Connaissance produit et vitalité des coquillages
La réception des coquillages : un moment critique
Imaginez que vous êtes en cuisine ou derrière votre étal de poissonnerie. Vous venez de recevoir un sac de moules de bouchot et un cageot de palourdes. Au premier coup d'œil, certains coquillages sont entrouverts. Un doute s'installe : sont-ils simplement en train de « respirer » ou sont-ils morts et donc impropres à la consommation ?
Savoir évaluer la vitalité des coquillages est une compétence fondamentale pour tout professionnel. Contrairement au poisson, où l'on cherche des signes de fraîcheur sur un produit mort, le coquillage (hormis certains cas spécifiques comme le bulot cuit) doit être vivant jusqu'au moment de sa préparation. Cette leçon vous donne les clés pour ne plus jamais hésiter.

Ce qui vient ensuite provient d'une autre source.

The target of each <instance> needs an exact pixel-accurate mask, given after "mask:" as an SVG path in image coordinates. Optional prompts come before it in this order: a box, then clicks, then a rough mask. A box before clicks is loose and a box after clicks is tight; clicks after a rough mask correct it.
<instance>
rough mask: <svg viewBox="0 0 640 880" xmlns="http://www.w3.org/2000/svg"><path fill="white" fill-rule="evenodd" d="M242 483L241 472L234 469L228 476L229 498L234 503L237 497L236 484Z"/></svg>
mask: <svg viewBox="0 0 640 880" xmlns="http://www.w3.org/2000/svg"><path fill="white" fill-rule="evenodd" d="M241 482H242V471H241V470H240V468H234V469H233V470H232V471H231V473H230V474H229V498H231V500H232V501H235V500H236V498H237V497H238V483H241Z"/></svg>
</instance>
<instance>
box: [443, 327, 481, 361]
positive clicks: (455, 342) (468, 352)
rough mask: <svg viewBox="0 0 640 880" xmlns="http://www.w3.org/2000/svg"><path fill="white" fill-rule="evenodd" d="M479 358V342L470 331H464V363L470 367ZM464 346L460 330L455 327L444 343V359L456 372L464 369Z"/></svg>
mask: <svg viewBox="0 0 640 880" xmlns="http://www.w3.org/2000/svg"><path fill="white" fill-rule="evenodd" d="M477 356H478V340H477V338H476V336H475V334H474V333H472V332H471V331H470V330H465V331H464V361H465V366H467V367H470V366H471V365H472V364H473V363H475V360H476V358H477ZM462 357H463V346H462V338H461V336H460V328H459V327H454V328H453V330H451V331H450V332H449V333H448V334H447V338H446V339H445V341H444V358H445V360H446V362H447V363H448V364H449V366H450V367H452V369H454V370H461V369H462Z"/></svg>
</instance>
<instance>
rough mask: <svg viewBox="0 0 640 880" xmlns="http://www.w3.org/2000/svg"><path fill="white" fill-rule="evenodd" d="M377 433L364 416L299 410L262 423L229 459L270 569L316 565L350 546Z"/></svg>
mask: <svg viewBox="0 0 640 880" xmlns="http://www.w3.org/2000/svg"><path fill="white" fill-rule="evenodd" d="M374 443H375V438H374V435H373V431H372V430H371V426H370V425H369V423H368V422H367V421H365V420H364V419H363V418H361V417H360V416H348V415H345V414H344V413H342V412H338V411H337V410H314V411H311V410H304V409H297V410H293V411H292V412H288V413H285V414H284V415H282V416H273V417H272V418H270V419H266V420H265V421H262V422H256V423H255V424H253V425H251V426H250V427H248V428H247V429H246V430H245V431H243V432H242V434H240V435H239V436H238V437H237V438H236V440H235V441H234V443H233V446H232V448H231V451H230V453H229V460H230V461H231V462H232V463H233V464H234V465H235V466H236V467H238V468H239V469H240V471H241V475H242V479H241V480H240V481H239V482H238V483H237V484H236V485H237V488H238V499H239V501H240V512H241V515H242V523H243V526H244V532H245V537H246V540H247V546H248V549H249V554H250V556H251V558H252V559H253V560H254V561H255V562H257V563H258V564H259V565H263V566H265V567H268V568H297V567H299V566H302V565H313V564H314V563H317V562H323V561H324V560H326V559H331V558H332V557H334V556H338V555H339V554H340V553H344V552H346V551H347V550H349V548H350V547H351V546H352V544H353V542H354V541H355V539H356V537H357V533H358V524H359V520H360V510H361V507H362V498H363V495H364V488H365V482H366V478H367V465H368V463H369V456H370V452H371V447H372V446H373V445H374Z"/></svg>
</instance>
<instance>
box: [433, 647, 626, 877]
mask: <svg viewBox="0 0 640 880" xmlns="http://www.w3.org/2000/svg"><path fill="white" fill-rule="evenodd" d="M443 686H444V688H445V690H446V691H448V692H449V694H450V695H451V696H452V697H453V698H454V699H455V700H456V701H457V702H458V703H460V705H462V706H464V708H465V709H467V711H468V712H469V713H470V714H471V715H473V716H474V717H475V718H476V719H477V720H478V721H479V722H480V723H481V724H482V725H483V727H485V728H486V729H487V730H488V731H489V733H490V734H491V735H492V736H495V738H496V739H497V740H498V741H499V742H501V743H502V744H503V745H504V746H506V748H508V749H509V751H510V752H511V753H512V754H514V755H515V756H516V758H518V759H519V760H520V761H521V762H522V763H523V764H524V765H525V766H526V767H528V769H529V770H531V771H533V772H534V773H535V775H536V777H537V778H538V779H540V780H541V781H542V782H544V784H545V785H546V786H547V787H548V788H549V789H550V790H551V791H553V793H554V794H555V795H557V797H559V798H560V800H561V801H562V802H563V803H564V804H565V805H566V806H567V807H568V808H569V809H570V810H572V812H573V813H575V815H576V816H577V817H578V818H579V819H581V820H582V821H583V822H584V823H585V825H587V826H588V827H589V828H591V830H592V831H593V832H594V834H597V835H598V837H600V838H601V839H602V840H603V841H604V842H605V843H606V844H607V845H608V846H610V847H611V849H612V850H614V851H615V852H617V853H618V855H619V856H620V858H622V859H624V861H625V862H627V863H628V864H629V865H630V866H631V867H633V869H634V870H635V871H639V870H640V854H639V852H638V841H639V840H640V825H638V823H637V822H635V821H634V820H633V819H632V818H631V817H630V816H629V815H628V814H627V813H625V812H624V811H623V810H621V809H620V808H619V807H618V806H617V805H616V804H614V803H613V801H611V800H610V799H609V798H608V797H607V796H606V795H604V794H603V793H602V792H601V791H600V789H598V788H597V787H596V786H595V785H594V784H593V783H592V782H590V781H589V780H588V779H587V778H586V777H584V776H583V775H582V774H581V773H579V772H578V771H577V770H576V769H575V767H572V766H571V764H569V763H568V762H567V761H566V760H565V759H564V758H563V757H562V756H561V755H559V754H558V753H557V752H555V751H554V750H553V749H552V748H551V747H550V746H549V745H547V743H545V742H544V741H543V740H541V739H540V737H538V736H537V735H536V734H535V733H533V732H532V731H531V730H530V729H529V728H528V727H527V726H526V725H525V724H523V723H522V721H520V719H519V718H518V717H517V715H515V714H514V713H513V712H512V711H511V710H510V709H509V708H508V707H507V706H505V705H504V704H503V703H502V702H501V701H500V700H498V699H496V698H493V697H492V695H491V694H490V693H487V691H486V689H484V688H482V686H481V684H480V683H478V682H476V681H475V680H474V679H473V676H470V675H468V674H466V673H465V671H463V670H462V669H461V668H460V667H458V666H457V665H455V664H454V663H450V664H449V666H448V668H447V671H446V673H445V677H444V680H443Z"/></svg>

Les deux grandes familles de coquillages commerciaux
Le terme coquillage regroupe principalement deux classes de mollusques que vous rencontrerez quotidiennement :
- Les bivalves : ils possèdent une coquille composée de deux parties (les valves) reliées par un ligament élastique (ex: moules, huîtres, palourdes, coques).
- Les gastéropodes (ou univalves) : ils ne possèdent qu'une seule coquille, souvent enroulée en spirale (ex: bulots, bigorneaux).

Les Bivalves (ex: moules, huîtres, palourdes) :
L'anatomie d'un bivalve repose sur un puissant muscle adducteur qui permet de maintenir les deux valves hermétiquement closes pour se protéger. C'est la contraction de ce muscle qui constitue le principal indicateur de vitalité lors de vos contrôles.

Les Gastéropodes (ex: bulots, bigorneaux) :
La coquille spiralée unique du gastéropode protège son corps mou. Chez les espèces vivantes, l'entrée est protégée par un opercule corné. Le test de vitalité consiste à observer la rétractation immédiate du pied derrière cet opercule lors d'une stimulation tactile.